As for the pit rescues, I volunteer at the animal shleter, and there are 3 'pits' that are all mutts. Usually having long hair is a dead giveaway, or the way the tail and coats are (which is why they label them as plain terriers at the animal shelter). One day I will rescue a dog, just can't at the moment. Adopting is much different than owning as you have no clue how many breeds are mixed into the genetics, which could possibly require much more training time ti achieve a submissive dog than one that has been bred for companionship.

I know this because people bring back dogs ALL THE TIME.


----------



## KMdogs (Apr 22, 2011)

strongmasseters said:


> This thread has NOTHING to do with a purebred argument, which is what you are making it to be. I have 0 interest in that (*even though I know the breeder and he only sells to certain people, aka not craigslist or randoms*). I can't care any less that I don't have papers. I have 1 mutt and 1 cavalier king charles spaniel (with papers) and it makes 0 difference in having the papers.


If you know the breeder and know he is "legit", responsible and breeding true to the dogs (not a BYB) than there should be a significant consistency in what is being thrown, especially so given that RE is an American Bully bloodline and American Bullies are bred as companions AND *show ring*.. Given they are bred for show thus registry standards, there is a tighter consistency in physical appearance. (rather should be, anyway)

If anything, if the he knows genetics and knows what he is doing when producing litters, stacking ped, etc.. There should be consistency in his yard if anything thus the question is mute..

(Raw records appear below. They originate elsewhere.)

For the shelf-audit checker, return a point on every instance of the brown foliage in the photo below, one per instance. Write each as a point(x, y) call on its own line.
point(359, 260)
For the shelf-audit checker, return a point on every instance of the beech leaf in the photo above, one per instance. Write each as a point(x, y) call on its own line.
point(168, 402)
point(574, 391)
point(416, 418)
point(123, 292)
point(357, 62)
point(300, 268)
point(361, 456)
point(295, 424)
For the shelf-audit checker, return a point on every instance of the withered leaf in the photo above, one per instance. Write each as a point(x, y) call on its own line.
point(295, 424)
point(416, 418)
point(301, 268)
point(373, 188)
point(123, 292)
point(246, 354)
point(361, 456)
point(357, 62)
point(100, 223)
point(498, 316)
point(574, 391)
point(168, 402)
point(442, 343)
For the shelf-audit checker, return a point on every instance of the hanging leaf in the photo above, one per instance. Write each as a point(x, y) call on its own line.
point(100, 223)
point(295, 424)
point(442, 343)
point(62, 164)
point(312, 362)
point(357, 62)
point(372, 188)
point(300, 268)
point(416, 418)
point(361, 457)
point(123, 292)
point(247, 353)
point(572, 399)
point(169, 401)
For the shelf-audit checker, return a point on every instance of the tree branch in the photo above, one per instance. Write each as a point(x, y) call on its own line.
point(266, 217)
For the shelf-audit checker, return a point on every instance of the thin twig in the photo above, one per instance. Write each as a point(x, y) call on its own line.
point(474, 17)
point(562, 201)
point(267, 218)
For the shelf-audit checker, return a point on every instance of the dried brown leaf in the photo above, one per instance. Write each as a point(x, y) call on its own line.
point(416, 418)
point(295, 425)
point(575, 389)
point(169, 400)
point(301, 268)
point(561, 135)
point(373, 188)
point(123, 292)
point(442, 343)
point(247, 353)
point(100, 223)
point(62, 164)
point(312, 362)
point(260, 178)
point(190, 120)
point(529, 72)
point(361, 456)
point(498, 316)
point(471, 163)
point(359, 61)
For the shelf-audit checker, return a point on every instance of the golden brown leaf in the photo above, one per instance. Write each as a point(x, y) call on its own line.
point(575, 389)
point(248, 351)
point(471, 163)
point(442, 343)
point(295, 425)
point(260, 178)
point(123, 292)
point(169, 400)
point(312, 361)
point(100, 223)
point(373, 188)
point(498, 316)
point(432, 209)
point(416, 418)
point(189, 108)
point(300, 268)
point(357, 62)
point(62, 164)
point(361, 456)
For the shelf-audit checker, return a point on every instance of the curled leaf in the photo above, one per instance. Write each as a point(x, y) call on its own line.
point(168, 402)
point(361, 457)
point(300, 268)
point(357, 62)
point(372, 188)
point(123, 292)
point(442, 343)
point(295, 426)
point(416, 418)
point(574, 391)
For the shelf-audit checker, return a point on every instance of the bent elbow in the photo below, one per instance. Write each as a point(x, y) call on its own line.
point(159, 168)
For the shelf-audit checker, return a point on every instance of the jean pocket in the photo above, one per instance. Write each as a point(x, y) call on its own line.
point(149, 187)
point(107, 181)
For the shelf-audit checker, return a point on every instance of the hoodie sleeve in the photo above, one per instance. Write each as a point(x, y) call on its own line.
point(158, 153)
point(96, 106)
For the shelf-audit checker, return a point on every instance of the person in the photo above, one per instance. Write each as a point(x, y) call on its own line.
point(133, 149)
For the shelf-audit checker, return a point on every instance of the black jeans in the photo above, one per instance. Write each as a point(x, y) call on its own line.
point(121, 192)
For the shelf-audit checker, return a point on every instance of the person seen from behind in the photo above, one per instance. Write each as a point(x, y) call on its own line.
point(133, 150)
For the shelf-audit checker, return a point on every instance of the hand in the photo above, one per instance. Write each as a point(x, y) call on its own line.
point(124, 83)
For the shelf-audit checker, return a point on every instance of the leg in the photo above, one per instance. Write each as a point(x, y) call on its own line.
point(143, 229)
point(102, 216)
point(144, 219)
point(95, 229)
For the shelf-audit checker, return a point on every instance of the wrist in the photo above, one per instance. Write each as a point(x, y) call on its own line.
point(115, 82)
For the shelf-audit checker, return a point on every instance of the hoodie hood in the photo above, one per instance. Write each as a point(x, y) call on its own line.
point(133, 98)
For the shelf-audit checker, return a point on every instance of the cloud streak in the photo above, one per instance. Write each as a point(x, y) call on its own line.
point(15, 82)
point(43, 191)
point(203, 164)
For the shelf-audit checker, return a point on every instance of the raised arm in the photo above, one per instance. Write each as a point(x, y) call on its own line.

If we were talking about Bulldogs (APBT if you will) than they are bred for function and ability first and foremost, of course there is consistency within each line or yard there isn't a strong consistency in appearance over all as physical attributes are not the first priority in breeding working dogs.. If a hound cannot function then there is a huge disability in terms of what the breeds core is. Working dogs are exist for work, in other words..

Simple as it gets.

Also,


> *I wanted about a 65-80 lb dog because I used to know a pit and he was that size...and he was the most cuddly/sweet dog ever. He was basically a 70 lb lap dog.*


 Bulldogs are typically a bit smaller than 65lbs, whopper sized is more 65 - 80 pounds.. Unless proven the name APBT, Bulldogs are less than 70 - 75 pounds and Bandogs are more than.. Not to be confused with the Mastiff, this has been the case for over a century.

There are "new" views and thoughts on the subject of weight and the APBT as a whole, however this is the way its been.. Very, very few APBTs have been 80 pounds.. The largest "Bulldog" would be i believe Buster Brown, topped out i believe at 110 pounds give or take.. 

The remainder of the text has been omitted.